The view from the overlook. This is by far the highest I’ve ever seen the river, and it was still some six to eight weeks away from its usual annual high point.
Unlike the swarming army ant E. burchellii (the one that antbirds and others attend to eat critters the ants flush from the leaf litter), this species and a few others in Eciton are known to form columns only, raiding nests of termites, ants, and wasps. I had seen this in action only once before, 15 years ago, when what was probably also E. hamatum was pilfering a huge nest of the paper wasp Parachartergus fraternus at Cristalino Jungle Lodge in Brazil. One of the wasps nailed me in the lip in a kamikaze flight, even though it wasn’t my fault.
These ants began growing in numbers around the small ant nest, but they weren’t entering yet.
Perhaps an expert can tell from this closeup if the characters can distinguish this as E. hamatum. I haven’t posted it to iNaturalist yet.

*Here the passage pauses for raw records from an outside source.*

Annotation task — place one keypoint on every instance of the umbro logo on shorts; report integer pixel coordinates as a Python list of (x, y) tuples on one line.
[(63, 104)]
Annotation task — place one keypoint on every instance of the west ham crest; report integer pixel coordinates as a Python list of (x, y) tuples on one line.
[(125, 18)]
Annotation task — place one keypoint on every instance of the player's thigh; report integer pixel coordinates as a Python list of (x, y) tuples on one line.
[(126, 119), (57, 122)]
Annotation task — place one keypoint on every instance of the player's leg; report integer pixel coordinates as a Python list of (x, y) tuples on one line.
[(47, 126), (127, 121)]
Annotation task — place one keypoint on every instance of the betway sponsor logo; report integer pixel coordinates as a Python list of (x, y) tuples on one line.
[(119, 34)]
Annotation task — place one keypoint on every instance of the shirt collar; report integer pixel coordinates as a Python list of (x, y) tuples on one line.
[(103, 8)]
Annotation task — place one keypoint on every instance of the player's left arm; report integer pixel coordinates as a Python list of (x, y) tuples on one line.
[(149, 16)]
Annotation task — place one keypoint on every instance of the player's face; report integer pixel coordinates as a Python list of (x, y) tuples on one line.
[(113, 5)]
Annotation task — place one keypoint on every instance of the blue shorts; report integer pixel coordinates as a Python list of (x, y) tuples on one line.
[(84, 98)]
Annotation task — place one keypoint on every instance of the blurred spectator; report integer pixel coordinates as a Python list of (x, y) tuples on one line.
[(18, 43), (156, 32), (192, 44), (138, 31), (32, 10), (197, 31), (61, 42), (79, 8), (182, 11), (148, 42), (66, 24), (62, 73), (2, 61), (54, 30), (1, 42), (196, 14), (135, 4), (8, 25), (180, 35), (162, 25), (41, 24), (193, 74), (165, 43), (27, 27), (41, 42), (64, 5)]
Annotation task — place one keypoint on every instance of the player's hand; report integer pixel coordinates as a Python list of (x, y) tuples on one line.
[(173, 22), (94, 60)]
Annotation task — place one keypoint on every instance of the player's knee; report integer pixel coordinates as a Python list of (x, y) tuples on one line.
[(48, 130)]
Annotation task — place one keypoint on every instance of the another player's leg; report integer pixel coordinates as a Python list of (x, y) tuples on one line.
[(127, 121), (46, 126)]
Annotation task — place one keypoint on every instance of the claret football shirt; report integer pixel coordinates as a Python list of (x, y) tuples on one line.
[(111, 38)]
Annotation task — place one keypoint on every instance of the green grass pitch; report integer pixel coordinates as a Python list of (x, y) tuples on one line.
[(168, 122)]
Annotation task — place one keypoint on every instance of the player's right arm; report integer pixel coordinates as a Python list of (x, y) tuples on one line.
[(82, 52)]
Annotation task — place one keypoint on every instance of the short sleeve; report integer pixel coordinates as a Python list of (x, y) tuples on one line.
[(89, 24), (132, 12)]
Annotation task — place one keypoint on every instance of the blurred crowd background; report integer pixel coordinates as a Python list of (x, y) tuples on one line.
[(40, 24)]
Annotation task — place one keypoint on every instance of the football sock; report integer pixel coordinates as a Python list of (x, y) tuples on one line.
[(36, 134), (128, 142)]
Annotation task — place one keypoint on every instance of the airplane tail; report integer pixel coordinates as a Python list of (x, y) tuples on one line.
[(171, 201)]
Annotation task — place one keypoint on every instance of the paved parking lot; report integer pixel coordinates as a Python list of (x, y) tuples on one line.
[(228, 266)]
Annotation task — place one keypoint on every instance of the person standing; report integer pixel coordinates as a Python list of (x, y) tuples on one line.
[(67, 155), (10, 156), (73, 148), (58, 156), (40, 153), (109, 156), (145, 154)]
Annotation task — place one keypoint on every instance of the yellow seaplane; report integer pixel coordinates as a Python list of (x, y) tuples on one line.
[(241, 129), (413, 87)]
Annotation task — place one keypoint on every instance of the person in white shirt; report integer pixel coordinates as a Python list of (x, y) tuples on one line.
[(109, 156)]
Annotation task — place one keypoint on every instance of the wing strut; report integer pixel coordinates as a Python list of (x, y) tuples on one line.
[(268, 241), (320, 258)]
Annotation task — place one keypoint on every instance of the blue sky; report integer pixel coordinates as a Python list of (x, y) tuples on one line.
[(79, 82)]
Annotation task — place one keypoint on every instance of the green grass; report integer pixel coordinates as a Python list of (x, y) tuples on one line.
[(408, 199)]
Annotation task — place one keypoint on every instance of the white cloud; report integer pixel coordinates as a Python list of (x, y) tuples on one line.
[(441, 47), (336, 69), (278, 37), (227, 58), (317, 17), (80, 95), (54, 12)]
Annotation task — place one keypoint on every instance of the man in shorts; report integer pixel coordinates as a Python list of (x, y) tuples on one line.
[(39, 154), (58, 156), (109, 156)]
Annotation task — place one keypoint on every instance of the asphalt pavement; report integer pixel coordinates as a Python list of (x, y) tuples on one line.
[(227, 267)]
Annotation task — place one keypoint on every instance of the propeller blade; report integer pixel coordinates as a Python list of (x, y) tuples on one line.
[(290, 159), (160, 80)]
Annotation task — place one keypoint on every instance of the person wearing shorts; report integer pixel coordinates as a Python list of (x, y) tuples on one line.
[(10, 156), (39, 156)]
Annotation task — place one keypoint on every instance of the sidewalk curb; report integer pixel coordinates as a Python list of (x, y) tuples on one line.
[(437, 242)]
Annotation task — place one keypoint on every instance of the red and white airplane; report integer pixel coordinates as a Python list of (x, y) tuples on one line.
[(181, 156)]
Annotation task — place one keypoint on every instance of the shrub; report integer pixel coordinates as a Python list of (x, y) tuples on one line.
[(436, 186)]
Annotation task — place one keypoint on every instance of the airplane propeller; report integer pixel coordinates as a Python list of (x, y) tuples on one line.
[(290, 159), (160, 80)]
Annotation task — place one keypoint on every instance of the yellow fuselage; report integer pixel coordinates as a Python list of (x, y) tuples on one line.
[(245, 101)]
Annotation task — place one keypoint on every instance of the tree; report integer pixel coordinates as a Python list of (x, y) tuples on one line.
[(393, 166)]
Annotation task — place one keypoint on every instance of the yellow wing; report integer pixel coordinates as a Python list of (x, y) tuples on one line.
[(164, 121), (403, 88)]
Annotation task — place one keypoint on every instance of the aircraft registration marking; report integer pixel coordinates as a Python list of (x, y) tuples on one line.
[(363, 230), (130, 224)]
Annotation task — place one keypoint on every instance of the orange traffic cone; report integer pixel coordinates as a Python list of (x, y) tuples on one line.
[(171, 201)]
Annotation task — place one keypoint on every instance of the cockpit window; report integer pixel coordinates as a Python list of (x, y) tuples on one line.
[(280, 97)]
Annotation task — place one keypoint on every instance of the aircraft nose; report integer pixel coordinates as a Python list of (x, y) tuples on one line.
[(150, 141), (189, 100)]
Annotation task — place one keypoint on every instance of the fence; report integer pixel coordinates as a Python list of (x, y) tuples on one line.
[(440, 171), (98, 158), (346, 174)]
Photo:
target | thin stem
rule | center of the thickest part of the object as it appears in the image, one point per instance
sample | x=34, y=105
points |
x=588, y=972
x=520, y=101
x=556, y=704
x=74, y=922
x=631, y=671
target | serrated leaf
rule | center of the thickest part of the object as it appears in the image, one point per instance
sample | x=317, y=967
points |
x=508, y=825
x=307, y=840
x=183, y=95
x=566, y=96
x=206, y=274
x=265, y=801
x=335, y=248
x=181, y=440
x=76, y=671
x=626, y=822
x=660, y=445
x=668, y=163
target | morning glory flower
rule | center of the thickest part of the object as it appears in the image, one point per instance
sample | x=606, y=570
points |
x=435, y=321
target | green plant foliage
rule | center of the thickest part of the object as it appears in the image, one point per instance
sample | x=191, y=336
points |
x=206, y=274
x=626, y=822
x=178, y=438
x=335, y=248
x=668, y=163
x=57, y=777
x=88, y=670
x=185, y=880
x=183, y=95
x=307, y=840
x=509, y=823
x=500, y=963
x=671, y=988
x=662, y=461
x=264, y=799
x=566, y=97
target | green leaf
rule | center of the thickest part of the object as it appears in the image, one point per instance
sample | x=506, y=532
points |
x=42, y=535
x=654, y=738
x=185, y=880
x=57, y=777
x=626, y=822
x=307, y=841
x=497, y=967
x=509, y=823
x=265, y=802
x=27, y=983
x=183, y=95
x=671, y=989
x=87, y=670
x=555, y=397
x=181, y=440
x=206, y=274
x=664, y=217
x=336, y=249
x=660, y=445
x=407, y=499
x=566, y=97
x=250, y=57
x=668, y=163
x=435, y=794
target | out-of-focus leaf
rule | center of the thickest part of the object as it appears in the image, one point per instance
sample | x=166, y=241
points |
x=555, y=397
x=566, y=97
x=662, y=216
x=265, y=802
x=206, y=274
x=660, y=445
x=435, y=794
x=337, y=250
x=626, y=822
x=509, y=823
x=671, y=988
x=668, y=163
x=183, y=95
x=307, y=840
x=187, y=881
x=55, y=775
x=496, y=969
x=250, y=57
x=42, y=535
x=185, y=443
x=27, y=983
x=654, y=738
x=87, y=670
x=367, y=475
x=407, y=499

I watched intently as the numbers grew around the nest, and occasionally an army ant would begin to descend the hole only to back out very abruptly.
Well over a hundred ants had gathered around (while other columns were still branching out in other directions, seemingly unaware of the growing melee). And suddenly, as if one of the ants had blown a whistle, they started going down into the hole.
Within moments, some red army ants were emerging, pulling up the residents, which were small, black ants with big heads. I’m guessing these are in the genus Pheidole. Each small ant was surrounded by several army ants, like bullies beating them up. I thought they were pulling them apart to take back to their nest for food, but I was mistaken.
It looked like pure mayhem, as more and more of the residents were forcibly pulled from their home. My heart raced then and races again even now as I type this.
It was only a couple of minutes into the raid when I saw the first army ants emerging with the first of tiny white things – larvae and pupae of the small ants.
More and more started bringing them up.
And then I realized that they had abandoned the adults they had first brought up, and those adults – the larger soldiers – were taking them on.
In fact, the small, big-headed ants were quite a bit stronger than the bigger army ants. They would grab one by the antenna and successfully drag them away from the nest. But to no avail – the army ants were simply too numerous, and the small handful of big-headed ants were no match for the hundreds of army ants.
I soon realized that those ants emerging with the immature stages of their victims weren’t marching off with them. They were dropping them off at the perimeter of the nest then returning down the hole.
Meanwhile, hundreds of other workers waiting around were picking them up and returning to the column and thence to their own nest in the forest across the clearing. It was clearly a well-organized division of labor. This photo was taken 26 minutes after I first spotted the ants gather around the hole.
I came back out less than 20 minutes after this last photo, and this was what I found: The big-headed ant adults were back to work, both workers and soldiers (small and large), repairing their nest and presumably ready feed their queen and start building up their numbers from scratch once again.